On 7/27/23 14:12, Mark Raynsford via Podman wrote:
Hello!
I'm aware of the age-old advice of not running services as root; I've
been administering UNIX-like systems for decades now.
If you follow the advice given in, for example, this page:
https://access.redhat.com/documentation/en-us/red_hat_enterprise_linux_at...
... What you'll get is a redis container running as root (unless the
redis image drops privileges itself - I don't know, I've never run it).
I've set up a few production systems running services that are inside
podman containers. I'm lucky enough to be using 98% software that can
run inside completely unprivileged containers. For all of these
containers, I've run each container under its own user ID. The systemd
unit for each, for example, does something along these lines:
[Service]
Type=exec
User=_cardant
Group=_cardant
ExecStart=/usr/bin/podman run ...
However, doing things this way is a little messy. For example, if for
some reason I want to do something like `podman exec` in a container, I
have to `sudo -u _cardant podman exec ...`. `podman ps` will obviously
only show me the containers running for the current user. Additionally,
any images downloaded from the registry for each service will
effectively end up in the home directory of each service user,
complicating storage accounting somewhat. The UIDs/GIDs are yet another
thing I have to manage, even though they don't have any useful meaning
(they don't identify people, they're solely there because the
containers have to run as _something_). Containers also leak internal
UID/GID values (from the /etc/subuid ranges) into the filesystem, which
can complicate things.
Additionally, there are some containers that stubbornly make it awkward
to run as a non-root user despite not actually needing privileges. The
PostgreSQL image is a good example; you can run it as a non-root user
and it'll switch to another UID inside the container and then that
UID/GID will end on the database files that are inevitably mounted
inside the container. You'll also have to match these unpredictable
weird UID/GIDs if you want to supply the container with TLS keys/certs,
because postgres will refuse to open them unless the UID/GID matches.
You can't get around this by telling postgres to run as UID 0; it'll
refuse, even though UID 0 inside the container isn't UID 0 outside of
it when running unprivileged.
I'm running all of these services on systems that have SELinux in
enforcing mode. My understanding is that containers will all have the
container_t domain and therefore even if they all ran as root, a
compromised container would not be able to do any meaningful harm to
the system.
I'm therefore not certain if the usual "don't run as root" advice
applies as containers don't have the same security properties
(especially when combined with SELinux).
I feel like it'd simplify things if I could safely run all of
the containers as root. At the very least, I'd be able to predict
UID/GID values inside the containers from outside!
I can't get any clear advice on how people are expected to run podman
containers in production. All of the various bits of documentation in
Linux distributions that talk about running under systemd never
bother to talk about UIDs or GIDs. Any documentation on running podman
rootless seems to only talk about it in the context of developers
running unprivileged containers on their local machines for
experimentation/development.

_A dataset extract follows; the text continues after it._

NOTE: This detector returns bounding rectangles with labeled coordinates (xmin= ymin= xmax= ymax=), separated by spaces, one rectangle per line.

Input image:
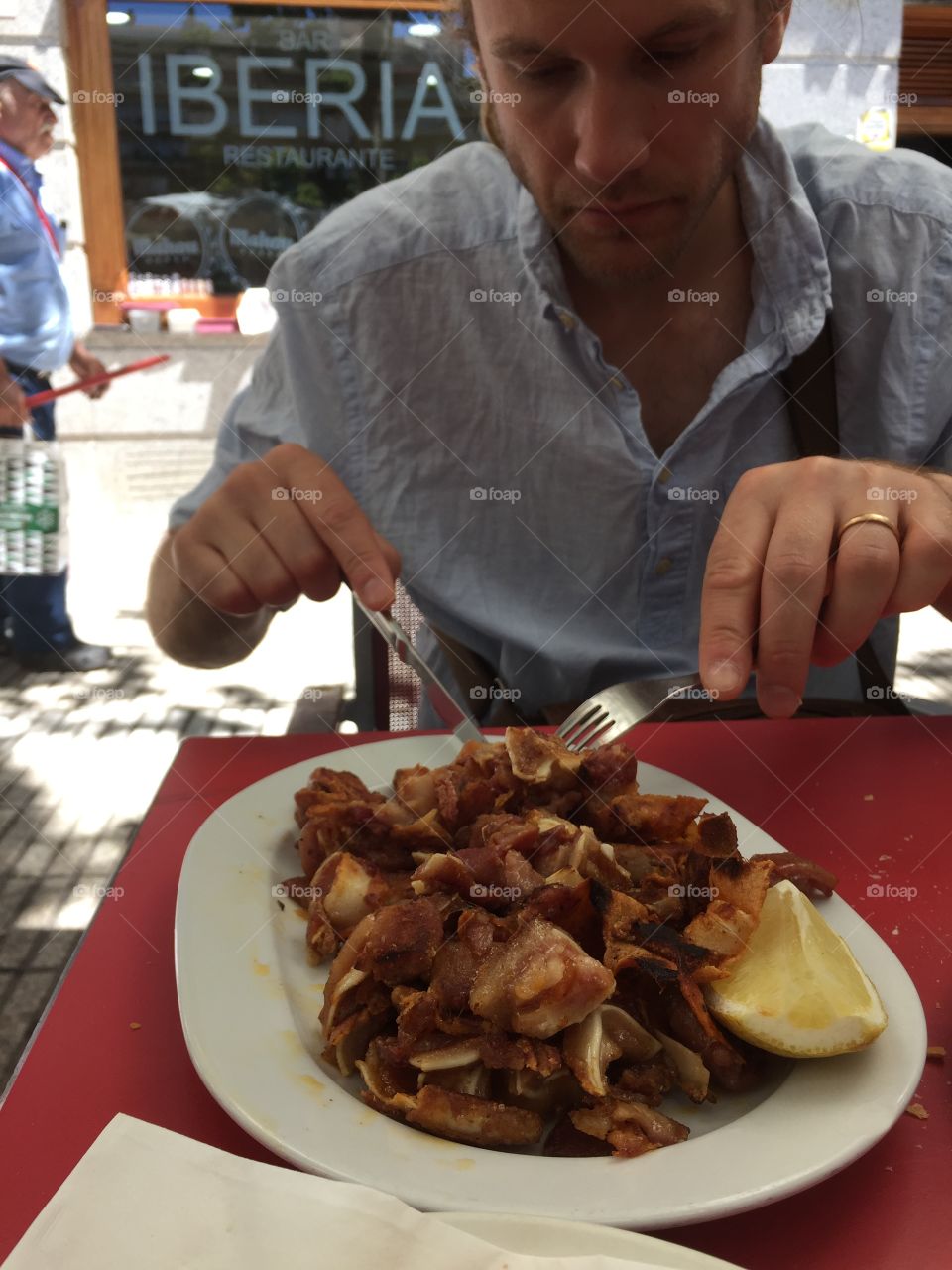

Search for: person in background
xmin=0 ymin=54 xmax=112 ymax=671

If you set up containers via Fedora
Server's cockpit UI, you'll get containers running as root everywhere.
What is the best practice here?
Running containers with the least privs possible is always the goal, but
it really is up to the application.
I wrote a blog a couple of years ago, which I have never published about
containers as root but using --userns=auto, which would automatically
pick a separate user namespace for each container. I kind of like this
idea, but it has one key weekness that the Podman command would be
running as root, and there is a potential attack from just pulling the
image and writing it to disk. A bug in the podman command or the
storage layer, could potentially allow a malformed image to overwrite
content on the system outside of containers/storage.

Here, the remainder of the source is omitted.